Governor Cuomo reveals new details about LED light shows coming to NYC bridges and tunnels

February 7, 2017

The George Washington Bridge outfitted with the new LED lights

“This is very exciting. This project is going to blow people away,” Governor Cuomo told the Post about his plan to outfit the city’s bridges and tunnels with multi-colored, energy-efficient LED lighting systems. In fact, he went so far as to say that these toll crossings would become the city’s newest tourist attraction. Part of his larger $500 million New York Harbor Crossings Project, the lighting program called “The City That Never Sleeps” will take on different colors and patterns, be choreographed with music for holidays and events, and be visible from miles away.

Previous renderings of the New York Harbor Crossings Project

As 6sqft previously explained, the Crossing Project will revamp the tolling systems at all seven MTA-operated bridges and its two tunnels–the Robert F. Kennedy, Throgs Neck, Verrazano-Narrows, Bronx-Whitestone, Henry Hudson, Marine Parkway-Gil Hodges Memorial, and Cross Bay Veterans Memorial bridges and the Queens-Midtown and Hugh Carey (formerly Battery) tunnels. The main component is to install new cashless collection systems by the end of this year as a way to speed up traffic, thereby saving commuters time and significantly reducing carbon emissions.


A rendering of the light displays from miles away. “If you’re in Queens, you can see the lights at the Throgs Neck and the Whitestone [bridges],” Cuomo told the Post.

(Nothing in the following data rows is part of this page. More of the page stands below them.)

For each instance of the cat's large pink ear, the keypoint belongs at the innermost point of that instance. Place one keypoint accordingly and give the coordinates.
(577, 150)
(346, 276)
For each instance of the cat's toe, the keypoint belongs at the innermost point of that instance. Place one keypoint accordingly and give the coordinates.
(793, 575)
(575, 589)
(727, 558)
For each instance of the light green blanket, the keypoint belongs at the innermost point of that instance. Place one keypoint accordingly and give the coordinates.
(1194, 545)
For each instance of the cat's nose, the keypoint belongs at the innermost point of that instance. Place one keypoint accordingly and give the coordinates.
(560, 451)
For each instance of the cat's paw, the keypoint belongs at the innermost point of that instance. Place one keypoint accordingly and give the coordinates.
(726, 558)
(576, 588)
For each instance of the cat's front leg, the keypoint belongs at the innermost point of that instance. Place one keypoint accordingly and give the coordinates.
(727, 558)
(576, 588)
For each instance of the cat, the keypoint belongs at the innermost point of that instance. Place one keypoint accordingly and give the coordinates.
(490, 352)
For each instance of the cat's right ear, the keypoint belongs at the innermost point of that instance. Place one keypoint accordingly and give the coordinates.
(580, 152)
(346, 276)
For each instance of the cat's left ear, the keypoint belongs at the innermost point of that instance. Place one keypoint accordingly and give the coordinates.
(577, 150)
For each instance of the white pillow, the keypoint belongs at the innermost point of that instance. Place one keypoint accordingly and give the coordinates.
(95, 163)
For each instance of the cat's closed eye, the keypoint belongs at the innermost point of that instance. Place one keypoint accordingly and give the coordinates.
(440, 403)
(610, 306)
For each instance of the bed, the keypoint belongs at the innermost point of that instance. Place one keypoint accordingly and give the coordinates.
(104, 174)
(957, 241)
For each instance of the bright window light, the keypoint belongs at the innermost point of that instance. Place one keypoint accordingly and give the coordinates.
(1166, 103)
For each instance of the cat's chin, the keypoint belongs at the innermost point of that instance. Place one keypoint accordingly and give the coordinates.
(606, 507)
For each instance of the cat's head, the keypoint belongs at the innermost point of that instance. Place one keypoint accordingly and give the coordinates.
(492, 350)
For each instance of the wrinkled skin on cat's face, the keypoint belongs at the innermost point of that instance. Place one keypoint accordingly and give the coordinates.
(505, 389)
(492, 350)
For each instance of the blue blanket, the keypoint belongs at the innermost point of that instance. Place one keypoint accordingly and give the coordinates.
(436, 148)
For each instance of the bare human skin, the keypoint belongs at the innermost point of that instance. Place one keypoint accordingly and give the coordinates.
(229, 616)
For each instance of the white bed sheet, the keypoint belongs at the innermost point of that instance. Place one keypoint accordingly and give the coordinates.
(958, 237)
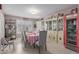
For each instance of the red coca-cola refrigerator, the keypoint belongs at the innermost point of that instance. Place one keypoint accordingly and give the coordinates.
(71, 32)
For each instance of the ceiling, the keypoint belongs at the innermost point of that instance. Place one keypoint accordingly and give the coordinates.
(23, 9)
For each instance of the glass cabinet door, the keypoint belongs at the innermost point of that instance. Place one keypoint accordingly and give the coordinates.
(71, 31)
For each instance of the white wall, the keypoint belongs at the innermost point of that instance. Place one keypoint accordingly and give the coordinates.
(2, 30)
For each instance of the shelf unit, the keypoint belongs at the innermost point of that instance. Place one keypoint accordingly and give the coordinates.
(71, 32)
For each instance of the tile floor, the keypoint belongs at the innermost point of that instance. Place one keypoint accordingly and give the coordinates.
(52, 48)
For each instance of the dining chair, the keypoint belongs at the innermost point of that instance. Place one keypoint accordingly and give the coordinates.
(24, 37)
(41, 43)
(4, 43)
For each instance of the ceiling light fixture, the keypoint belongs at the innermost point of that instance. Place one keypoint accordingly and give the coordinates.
(34, 11)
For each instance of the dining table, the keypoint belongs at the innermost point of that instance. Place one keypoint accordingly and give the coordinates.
(32, 38)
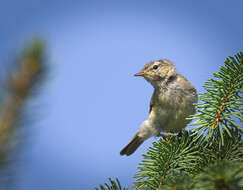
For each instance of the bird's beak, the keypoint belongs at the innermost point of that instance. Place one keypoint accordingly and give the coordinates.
(141, 74)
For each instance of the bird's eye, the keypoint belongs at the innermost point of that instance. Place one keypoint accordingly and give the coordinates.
(155, 67)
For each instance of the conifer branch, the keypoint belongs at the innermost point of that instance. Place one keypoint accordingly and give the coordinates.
(220, 108)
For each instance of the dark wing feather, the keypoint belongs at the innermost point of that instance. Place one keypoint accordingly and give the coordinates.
(152, 102)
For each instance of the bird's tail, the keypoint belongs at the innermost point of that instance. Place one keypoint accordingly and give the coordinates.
(132, 146)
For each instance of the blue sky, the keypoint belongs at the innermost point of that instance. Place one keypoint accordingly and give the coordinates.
(91, 104)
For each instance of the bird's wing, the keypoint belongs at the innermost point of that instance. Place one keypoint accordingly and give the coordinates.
(152, 102)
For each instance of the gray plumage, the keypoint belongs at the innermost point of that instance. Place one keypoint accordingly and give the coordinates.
(171, 103)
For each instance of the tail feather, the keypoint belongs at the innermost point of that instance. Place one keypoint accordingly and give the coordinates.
(132, 146)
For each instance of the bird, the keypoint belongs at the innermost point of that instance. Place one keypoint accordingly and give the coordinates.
(172, 102)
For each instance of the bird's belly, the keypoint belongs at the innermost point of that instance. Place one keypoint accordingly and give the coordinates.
(168, 119)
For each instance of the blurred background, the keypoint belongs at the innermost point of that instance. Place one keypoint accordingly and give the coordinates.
(90, 105)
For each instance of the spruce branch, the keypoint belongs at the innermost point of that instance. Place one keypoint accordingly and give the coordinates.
(22, 81)
(168, 158)
(221, 109)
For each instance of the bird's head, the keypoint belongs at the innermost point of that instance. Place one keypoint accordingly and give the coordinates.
(157, 71)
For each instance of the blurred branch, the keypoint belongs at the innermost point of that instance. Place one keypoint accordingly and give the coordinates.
(28, 72)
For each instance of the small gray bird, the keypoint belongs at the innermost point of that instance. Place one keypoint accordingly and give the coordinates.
(170, 105)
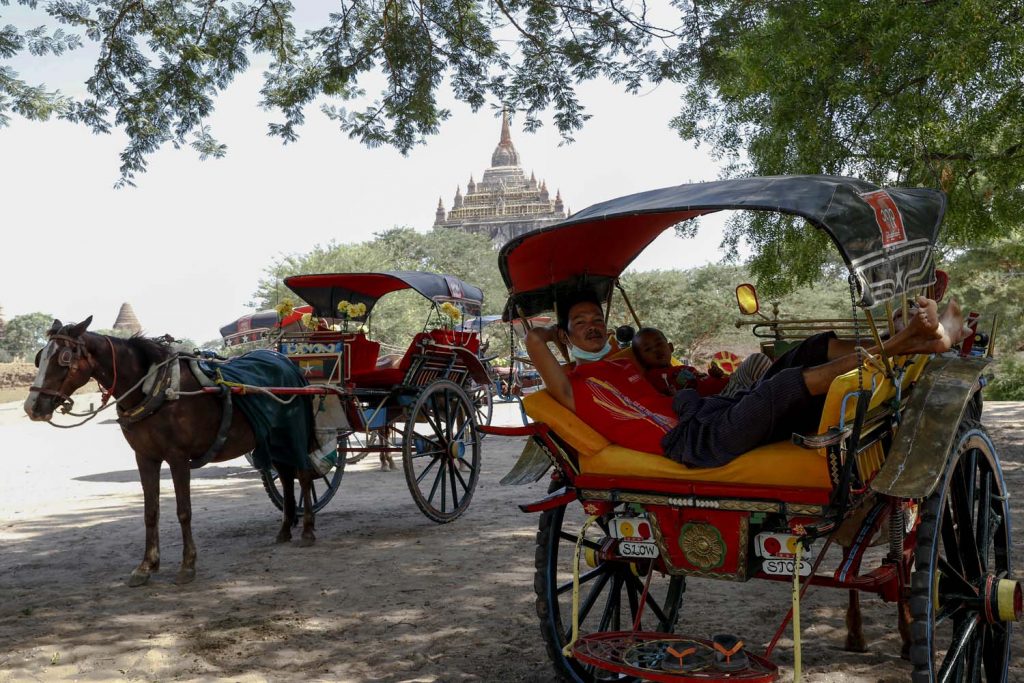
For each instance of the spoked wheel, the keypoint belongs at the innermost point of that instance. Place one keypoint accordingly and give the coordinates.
(441, 451)
(963, 554)
(609, 591)
(324, 486)
(482, 396)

In addition to the crossings listed above, the “The City That Never Sleeps” will also be incorporated at the Port Authority’s Hudson River Crossings, including the George Washington Bridge, and the Thruway Authority’s Tappan Zee Bridge. The LED lights will have festive uses such as turning rainbow for LGBT pride month or taking on the colors local sports teams, but they’ll also take into consideration energy efficiency, using between 40 and 80 percent less power than traditional road lighting and lasting up to six times as long. The lights will be installed over the next three years.